Keep in mind, for someone who doesn't get heavy snowfall very often, the extra few minutes from having to go slower with a lower powered machine isn't necessarily a problem. Hence people saying the machine has enough power even if those of us in snowier areas would find it underpowered.


----------



## gibbs296 (Jun 22, 2014)

rslifkin said:


> Keep in mind, for someone who doesn't get heavy snowfall very often, the extra few minutes from having to go slower with a lower powered machine isn't necessarily a problem. Hence people saying the machine has enough power even if those of us in snowier areas would find it underpowered.


I think maybe you guys are suffering from premature finishing. I like to take my time, not get too excited, make sure the deed is not over too quickly. Remember it's not the size of your equipment, it's how well you use it....


----------



## Bluejoe (Nov 29, 2016)

Hello I work in a full service shop. We sell the Toro line of snowblowers. They came out with several new machines including a very nice large commercial unit. I would stick to purchasing a known brand. The Toro machines are nice and balanced with options like differential assist turning, led lights , heated handgrips. Look at the two stage setups. You can get snowblowers at the big box stores but go to the independent dealers. (Mom&Pop)


----------



## noturbizniss (Oct 10, 2018)

2 questions 
1. know lowe's will put the blower together. Should i have them do it or am i better off myself? I am handy, but have never worked with gas engines before, but i imagine it is not the engine needing assembly, just the various parts.
2 - How the heck do i get this guy home from Lowe's? I have a minivan and they will help me put it in but how do i get it out? call a friend? get some wood and slide it down?


----------



## 1132le (Feb 23, 2017)

noturbizniss said:


> 2 questions
> 1. know lowe's will put the blower together. Should i have them do it or am i better off myself? I am handy, but have never worked with gas engines before, but i imagine it is not the engine needing assembly, just the various parts.
> 2 - How the heck do i get this guy home from Lowe's? I have a minivan and they will help me put it in but how do i get it out? call a friend? get some wood and slide it down?
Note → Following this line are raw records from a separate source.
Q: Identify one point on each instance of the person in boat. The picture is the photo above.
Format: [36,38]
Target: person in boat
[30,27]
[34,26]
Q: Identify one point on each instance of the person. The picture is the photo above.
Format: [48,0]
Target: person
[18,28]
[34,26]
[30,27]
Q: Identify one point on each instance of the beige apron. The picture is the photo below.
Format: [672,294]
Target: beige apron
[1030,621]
I woudnt let lowes tie my sneakers
Its pretty simple to put together

as far as getting it picking it up thats up to you figure it out


----------



## 1132le (Feb 23, 2017)

gibbs296 said:


> I think maybe you guys are suffering from premature finishing. I like to take my time, not get too excited, make sure the deed is not over too quickly. Remember it's not the size of your equipment, it's how well you use it....[/QUOTE
> 
> 
> Alot of the storms i get on the coast turn to rain at the end making the 14 inches much worse to clear if you wait and take your time as you say gibbs
> ...


----------



## leonz (Dec 12, 2014)

noturbizniss said:


> Totally understand the sentiment and i hope that i am not making an $800 mistake, but I have a few friends who have sno-tek and cub cadet nearby for years with no issues, so I figure if they can do it, then the ariens should be like a knife through butter compared to those machines
> 
> Just ordered the Ariens 24. 10% coupon worked, amex sent me the email confirming I will the their 10%, now fingers crossed on the last 12% from ebates!
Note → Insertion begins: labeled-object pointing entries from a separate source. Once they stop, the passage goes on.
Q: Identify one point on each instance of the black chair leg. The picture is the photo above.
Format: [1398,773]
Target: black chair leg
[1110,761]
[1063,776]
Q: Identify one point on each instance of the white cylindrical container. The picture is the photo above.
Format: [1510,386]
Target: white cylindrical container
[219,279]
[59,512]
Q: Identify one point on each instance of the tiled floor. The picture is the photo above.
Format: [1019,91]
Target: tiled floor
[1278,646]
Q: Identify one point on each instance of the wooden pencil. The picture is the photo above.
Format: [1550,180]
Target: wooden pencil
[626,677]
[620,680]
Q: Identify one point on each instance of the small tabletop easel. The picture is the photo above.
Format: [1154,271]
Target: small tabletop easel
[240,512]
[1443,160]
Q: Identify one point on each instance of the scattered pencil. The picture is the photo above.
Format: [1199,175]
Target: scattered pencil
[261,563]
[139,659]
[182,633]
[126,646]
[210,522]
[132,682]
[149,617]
==============================================================================================================


Order an impeller kit for it quick before it arrives and you can install it yourself with help from us if you need it.


----------



## noturbizniss (Oct 10, 2018)

leonz said:


> ==============================================================================================================
> 
> 
> Order an impeller kit for it quick before it arrives and you can install it yourself with help from us if you need it.


Forgive my n00b I ignorance... What is that, and why?


----------



## clifish (Oct 4, 2018)

1132le...would it really be necessary to put an impeller kit on a Ariens 28 sho?


----------



## robs9 (Sep 5, 2018)

Will the performance of a 08 Toro 1028 LXE improve with installation of an impeller kit? And if so where would one order it? I was perusing the interweb and did not find one. I have limited resources for the raw materials, so a kit might be worth it.
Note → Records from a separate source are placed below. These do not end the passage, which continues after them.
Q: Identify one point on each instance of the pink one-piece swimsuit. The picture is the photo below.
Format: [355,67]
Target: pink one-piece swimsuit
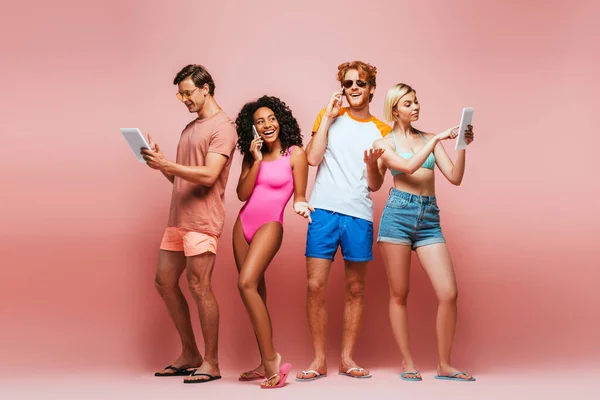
[272,191]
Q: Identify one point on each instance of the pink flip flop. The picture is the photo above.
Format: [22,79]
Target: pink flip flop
[284,371]
[251,376]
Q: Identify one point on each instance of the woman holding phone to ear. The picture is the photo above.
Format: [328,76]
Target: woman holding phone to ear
[411,221]
[274,168]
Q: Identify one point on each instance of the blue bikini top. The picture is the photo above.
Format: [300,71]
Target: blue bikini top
[429,162]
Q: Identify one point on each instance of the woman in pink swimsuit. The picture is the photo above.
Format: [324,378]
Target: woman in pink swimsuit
[274,168]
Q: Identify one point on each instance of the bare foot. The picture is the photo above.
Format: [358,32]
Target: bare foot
[349,367]
[185,361]
[252,375]
[316,365]
[206,368]
[272,371]
[409,371]
[447,370]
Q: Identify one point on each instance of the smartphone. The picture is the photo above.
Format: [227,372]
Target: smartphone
[255,132]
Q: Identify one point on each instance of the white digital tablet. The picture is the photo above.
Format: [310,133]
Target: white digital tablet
[465,120]
[136,141]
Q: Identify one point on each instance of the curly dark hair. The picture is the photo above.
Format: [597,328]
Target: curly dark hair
[289,130]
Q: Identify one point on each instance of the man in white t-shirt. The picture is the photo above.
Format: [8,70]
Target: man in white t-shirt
[342,148]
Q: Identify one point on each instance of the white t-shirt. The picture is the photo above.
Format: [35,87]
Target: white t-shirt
[341,184]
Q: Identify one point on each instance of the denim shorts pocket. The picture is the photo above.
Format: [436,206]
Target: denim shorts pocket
[396,202]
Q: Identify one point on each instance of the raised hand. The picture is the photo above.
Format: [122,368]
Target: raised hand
[469,135]
[303,209]
[154,157]
[450,133]
[372,155]
[335,103]
[255,147]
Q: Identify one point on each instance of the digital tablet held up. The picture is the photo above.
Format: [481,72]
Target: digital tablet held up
[466,119]
[136,141]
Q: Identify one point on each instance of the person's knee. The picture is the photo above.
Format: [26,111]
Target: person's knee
[355,290]
[449,296]
[399,298]
[199,288]
[165,285]
[316,287]
[246,285]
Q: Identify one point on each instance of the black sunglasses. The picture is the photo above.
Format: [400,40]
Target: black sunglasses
[348,83]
Sent from my SM-N950U using Tapatalk


----------



## leonz (Dec 12, 2014)

No worries my friend,

The impeller kit began as an idea that a nice canadian fellow that owned a small engine repair shop came up because the impeller housings in walk behind and three point hitch snow blowers had a gap in the impeller housing that caused snow and ice to pack in the housing and affect the snow blowers ability to throw the snow much farther with the same amount of available torque. This idea was patented by him and may people have copied it for their own use.

The impeller kit consists as follows;

1. 3 or 4 pieces of thick conveyor belt cut to size and length depending on how many impeller paddles the unit has.

(the folks that make their own impeller kits buy cut to length sheet metal and use new or used round baler belts and cut the belt to size) 

2. 6 or 8 pre drilled sheet metal plates that hold the rubber to the impeller paddle using small bolts nylock lock nuts and washers. These plates may have 3 or four sets of holes depending on the length of the impeller paddle.

Parts list

3 or 4 predrilled pieces of sheet metal cut to the length of your snow mules impeller paddle(depth) 

9 or 12 small bolts 

9 or 12 nylock bolts 

9 or 12 flat washers 


The cross auger and gear box is removed and then the impeller is removed and placed in a vice and the sheet metal pieces are attached to the paddle with a vice grip and the hole locations are prick punched to create a centering point for the drill bit to drill all the holes for the impeller paddle to mount them.

After the impeller is reinstalled you can start the engine and engage the impeller to let the rubber paddles wear a bit to wear the edges down and then reinstall the cross auger and gear box and then you will be ready to move snow and blow it across the road and kill the mailboxes or win a snowball fight with the local sasquatches and the moat monsters.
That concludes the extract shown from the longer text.